Likewise, despite claiming he still cut a fine figure, the gout-ridden Mr Inkle ‘very much feared’ his daughter thought him a ‘fogram’; a newly coined term to describe ‘a fusty old fellow’.52 The rising generation at this time were rejecting the cultural mores of their parents and grandparents, something I have discussed at length elsewhere.53 As a consequence, those who were middle-aged and old were seen by the younger generation as not simply unfashionable but entirely out of kilter with the present times, just as sober matrons had seemed at the beginning of the century. It was in this context that Horace Walpole felt increasingly out of step with what he saw as ‘a world more and more governed by the younger members of society’.54

In keeping with Walpole’s assertion, the youthfulness inherent in new trends had become ever more pronounced during the 1760s and 1770s, before fashions became positively juvenile towards the close of the century.55 This was when fashionable young men rejected stockings in favour of long trousers, adopting a style akin to the skeleton suit; an item of nursery clothing first seen a decade or so earlier, when these young men had been children. And it was not only young men but also young women who were maintaining the styles they had worn in childhood when they reached adulthood during the 1790s, as the hoops and bustles of the eighteenth century were discarded. This adult adoption of children’s clothing was not missed by the satirists, as can be seen in Gillray’s print “________” “And catch the living Manners as they rise” (1794), in which he presented a burlesque rendition of these latest styles (Figure 4.2).

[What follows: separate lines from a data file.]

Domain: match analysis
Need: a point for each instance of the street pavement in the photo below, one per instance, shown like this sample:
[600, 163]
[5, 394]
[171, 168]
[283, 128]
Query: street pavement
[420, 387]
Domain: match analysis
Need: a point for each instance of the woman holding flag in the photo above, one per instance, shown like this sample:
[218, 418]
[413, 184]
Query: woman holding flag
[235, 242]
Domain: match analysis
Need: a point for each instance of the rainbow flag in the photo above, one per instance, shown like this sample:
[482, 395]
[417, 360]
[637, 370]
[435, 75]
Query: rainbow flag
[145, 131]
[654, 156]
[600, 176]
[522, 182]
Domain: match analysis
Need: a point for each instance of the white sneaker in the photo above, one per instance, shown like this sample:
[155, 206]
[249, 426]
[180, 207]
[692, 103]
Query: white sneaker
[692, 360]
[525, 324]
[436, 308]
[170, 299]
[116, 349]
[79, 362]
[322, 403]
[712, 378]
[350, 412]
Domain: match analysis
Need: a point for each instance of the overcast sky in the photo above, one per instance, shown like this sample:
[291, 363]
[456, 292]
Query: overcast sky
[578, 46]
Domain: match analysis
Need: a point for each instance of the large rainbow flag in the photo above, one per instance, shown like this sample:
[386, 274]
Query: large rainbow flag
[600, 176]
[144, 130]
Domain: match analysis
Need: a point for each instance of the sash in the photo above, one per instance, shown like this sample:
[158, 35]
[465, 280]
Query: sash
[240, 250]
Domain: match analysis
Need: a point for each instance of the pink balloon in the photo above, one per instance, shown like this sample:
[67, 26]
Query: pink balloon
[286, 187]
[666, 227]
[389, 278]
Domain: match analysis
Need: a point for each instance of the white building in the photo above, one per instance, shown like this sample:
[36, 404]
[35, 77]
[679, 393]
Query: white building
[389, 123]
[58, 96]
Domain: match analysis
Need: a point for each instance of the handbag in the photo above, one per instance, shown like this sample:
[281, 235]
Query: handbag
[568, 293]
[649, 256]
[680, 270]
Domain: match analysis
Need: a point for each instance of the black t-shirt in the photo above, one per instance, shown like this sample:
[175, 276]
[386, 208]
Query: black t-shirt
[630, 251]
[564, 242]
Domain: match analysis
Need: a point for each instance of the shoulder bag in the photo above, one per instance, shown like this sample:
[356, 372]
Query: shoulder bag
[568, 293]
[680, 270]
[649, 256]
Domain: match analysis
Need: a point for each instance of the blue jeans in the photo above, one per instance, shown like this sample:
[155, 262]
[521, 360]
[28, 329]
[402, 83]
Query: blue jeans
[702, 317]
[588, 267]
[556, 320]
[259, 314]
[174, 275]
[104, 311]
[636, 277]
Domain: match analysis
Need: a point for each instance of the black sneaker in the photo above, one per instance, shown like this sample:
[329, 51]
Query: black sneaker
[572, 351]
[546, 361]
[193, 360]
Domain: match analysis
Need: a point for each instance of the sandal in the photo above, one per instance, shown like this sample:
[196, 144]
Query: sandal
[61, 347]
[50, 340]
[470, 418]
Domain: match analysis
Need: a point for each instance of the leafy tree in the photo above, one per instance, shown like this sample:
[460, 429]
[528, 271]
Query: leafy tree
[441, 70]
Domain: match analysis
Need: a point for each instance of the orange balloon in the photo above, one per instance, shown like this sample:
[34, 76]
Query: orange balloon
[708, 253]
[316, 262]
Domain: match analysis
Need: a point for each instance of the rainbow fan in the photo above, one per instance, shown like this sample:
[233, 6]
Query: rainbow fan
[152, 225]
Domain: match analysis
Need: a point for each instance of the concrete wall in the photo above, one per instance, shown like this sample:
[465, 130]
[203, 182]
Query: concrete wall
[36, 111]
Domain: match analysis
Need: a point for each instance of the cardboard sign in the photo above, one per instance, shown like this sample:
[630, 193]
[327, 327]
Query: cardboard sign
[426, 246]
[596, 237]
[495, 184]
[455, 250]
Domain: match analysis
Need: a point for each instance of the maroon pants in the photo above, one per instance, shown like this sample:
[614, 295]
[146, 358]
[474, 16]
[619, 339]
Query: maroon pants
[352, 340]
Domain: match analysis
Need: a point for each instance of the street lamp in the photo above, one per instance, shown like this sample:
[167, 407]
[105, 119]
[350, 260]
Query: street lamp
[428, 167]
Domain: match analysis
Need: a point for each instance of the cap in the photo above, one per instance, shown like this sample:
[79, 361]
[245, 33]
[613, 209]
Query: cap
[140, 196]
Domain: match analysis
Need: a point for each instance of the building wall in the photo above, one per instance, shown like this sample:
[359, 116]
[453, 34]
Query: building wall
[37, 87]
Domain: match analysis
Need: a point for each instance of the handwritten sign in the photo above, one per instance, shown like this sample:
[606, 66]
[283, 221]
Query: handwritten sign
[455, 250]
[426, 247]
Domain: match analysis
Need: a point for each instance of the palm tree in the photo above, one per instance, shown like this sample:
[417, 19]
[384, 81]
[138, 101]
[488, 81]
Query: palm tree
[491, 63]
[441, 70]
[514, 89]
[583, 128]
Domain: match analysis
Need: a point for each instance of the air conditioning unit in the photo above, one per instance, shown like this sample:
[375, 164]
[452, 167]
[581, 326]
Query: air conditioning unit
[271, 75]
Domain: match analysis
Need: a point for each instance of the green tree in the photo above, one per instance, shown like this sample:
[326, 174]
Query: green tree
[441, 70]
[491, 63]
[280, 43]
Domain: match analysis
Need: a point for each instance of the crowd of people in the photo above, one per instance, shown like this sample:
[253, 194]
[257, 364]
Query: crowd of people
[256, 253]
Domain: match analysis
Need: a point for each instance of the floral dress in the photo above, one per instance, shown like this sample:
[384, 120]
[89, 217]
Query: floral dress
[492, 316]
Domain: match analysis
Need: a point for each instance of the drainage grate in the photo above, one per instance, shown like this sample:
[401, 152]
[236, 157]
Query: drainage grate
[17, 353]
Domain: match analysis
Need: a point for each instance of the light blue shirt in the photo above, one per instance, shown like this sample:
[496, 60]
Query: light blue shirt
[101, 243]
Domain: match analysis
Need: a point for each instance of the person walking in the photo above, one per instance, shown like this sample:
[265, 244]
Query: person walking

Gillray, who was in his late thirties, evidently expected his audience to know the preceding line of poetry from Alexander Pope’s An Essay on Man (despite his transposing of two words); the missing line being, ‘Shoot folly as it flies’. Yet while this middle-aged satirist might have seen the rising generation’s new styles as ripe for ridicule, there was no turning back the fashions. And it was in this context that the censure became particularly unforgiving of those older women and men foolhardy enough to attempt to keep up with the juvenile styles of the day, a habit often cruelly associated with being left on the shelf. This is clearly seen in the comical print ‘Maiden Ewe Drest Lamb Fashion’, discussed by Vickery; an image depicting an older woman dressed in the same style of neo-classical empire-waist gown as seen in Figure 4.2.56 Likewise, ‘An agreeable group of young gentlemen, otherwise old bachelors turn’d asses’ (Figure 4.3) presents a group of older men sporting the long-trousered hyper-juvenile fashions of the day despite the tell-tale signs of their lack of youth, including bald heads, old-fashioned wigs and spectacles. Clearly, such behaviour was seen as a joke regardless of gender.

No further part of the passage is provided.